Doch genau diese Region war in den letzten Wochen Schauplatz ethnischer Gewalt zwischen buddhistischen Rakhine und moslemischen Rohingyas mit dutzenden Todesopfern. Fraglich ist, wer auf wen zuerst losging. Klar ist aber, dass die Opfer der Gewalt hauptsächlich Rohingyas waren, die ohnehin in einer schwierigen Situation sind, da sie von Burma großteils nicht als Staatsbürger akzeptiert werden. Auch andere Moslems wurden attackiert. Unzählige Häuser der Rohingyas wurden niedergebrannt, zehntausende Moslems vertrieben.

Die renommierte Denkfabrik "International Crisis Group" schreibt in ihrem jüngsten Bericht zu Burma, dass die Gewalt gegen Rohingyas gut organisiert schien. Studenten und militante buddhistische Mönche hetzten demnach gegen die Rohingyas. Selbst ehemalige Dissidenten, die von der Militärjunta verfolgt wurden, fielen durch anti-moslemische Kommentare auf, berichtet "Asia Times Online".

Kritik an Oppositionsikone Aung San Suu Kyi

Menschenrechtsgruppen kritisierten auch Oppositionsikone Aung San Suu Kyi, dass sie die Ausschreitungen gegen die Rohingyas nicht genügend kritisiert habe. Die Anführerin der oppositionellen Nationalen Liga für Demokratie (NLD) bezeichnete zwar die Gewaltwelle als Tragödie. "Vergessen sie aber nicht, dass beide Seiten Gewalt anwendeten, weshalb ich keine Partei ergreifen will", betonte die Friedensnobelpreisträgerin.

Es sind laut Beobachtern paradoxerweise gerade die Reformen, die derartige Ausschreitungen möglich machen. Lang unterdrückte nationalistische Gefühle werden plötzlich artikuliert.

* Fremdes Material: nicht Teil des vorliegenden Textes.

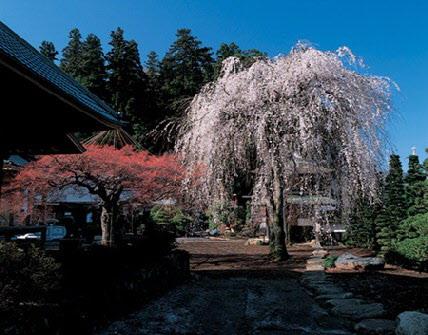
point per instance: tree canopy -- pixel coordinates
(108, 173)
(307, 106)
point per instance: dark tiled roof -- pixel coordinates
(19, 51)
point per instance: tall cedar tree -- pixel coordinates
(362, 225)
(153, 102)
(247, 57)
(415, 187)
(394, 205)
(72, 54)
(92, 66)
(186, 67)
(48, 50)
(125, 78)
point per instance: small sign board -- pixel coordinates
(304, 222)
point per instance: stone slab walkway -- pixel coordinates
(234, 305)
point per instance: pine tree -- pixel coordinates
(71, 55)
(394, 205)
(48, 50)
(152, 66)
(415, 187)
(153, 104)
(362, 227)
(125, 77)
(247, 57)
(92, 66)
(186, 67)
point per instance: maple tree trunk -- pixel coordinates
(108, 225)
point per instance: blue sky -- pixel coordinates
(391, 36)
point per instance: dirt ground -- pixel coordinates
(237, 289)
(397, 288)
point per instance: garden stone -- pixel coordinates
(412, 323)
(327, 289)
(346, 295)
(348, 261)
(356, 309)
(255, 241)
(320, 253)
(375, 327)
(315, 264)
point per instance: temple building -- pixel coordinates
(42, 107)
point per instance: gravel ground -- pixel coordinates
(236, 289)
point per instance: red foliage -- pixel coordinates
(106, 172)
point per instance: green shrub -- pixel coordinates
(171, 215)
(414, 227)
(329, 262)
(414, 249)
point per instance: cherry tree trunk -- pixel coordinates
(108, 225)
(278, 247)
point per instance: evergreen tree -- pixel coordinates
(153, 104)
(48, 50)
(71, 55)
(225, 50)
(92, 66)
(152, 67)
(362, 227)
(394, 205)
(415, 187)
(125, 77)
(186, 67)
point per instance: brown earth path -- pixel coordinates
(237, 289)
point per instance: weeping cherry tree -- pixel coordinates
(310, 105)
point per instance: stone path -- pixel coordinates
(362, 316)
(234, 305)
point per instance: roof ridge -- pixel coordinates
(48, 71)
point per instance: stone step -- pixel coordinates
(375, 327)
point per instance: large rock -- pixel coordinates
(356, 309)
(315, 264)
(322, 297)
(412, 323)
(257, 241)
(375, 327)
(349, 261)
(320, 253)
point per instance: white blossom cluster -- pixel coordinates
(309, 105)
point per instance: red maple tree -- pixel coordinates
(107, 173)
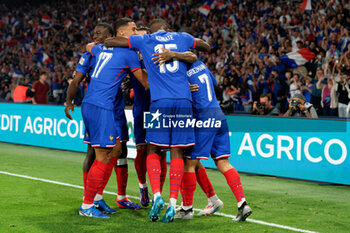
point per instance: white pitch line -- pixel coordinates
(113, 193)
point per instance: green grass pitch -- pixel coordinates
(35, 206)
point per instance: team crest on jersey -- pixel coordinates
(81, 61)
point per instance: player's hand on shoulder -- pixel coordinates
(163, 56)
(193, 87)
(69, 106)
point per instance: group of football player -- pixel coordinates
(168, 81)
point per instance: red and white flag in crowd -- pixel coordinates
(68, 23)
(306, 5)
(46, 19)
(298, 58)
(204, 10)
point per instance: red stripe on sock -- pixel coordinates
(94, 181)
(122, 178)
(164, 167)
(84, 178)
(188, 186)
(176, 174)
(204, 182)
(107, 175)
(140, 165)
(154, 170)
(234, 181)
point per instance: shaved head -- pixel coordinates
(158, 24)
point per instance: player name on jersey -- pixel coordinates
(195, 70)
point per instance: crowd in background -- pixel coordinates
(247, 39)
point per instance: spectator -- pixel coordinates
(264, 107)
(298, 107)
(246, 97)
(329, 100)
(317, 92)
(22, 94)
(343, 92)
(41, 90)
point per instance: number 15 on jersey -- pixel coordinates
(170, 67)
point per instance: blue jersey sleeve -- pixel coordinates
(213, 79)
(96, 50)
(133, 61)
(84, 63)
(188, 40)
(136, 41)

Und derartige Vorfälle sind es auch, die manche Menschenrechtler und Exil-Burmesen den Besuch Obamas in Burma als zu früh kritisieren lassen. Zudem verweisen sie darauf, dass das Militär noch immer Übergriffe gegen ethnische Minderheiten begeht und dass es weiterhin hunderte politische Gefangene gibt - woran auch eine Amnestie kurz vor dem Obama-Besuch, bei der 452 Gefangene freikamen, nichts geändert haben soll.

Gleichzeitig ist aber auch schon viel geschehen: Die Medienzensur wurde stark gelockert, Demonstrationen sind erlaubt, die oppositionelle NLD wurde wieder zugelassen und ist bei Wahlen angetreten. Obama will mit seinem Besuch den fragilen Demokratisierungsprozess stärken. Gleichzeitig ließ das Weiße Haus schon durchblicken, dass der Präsident die Menschenrechtsprobleme, die Burma hat, und die ethnische Gewalt ansprechen wird.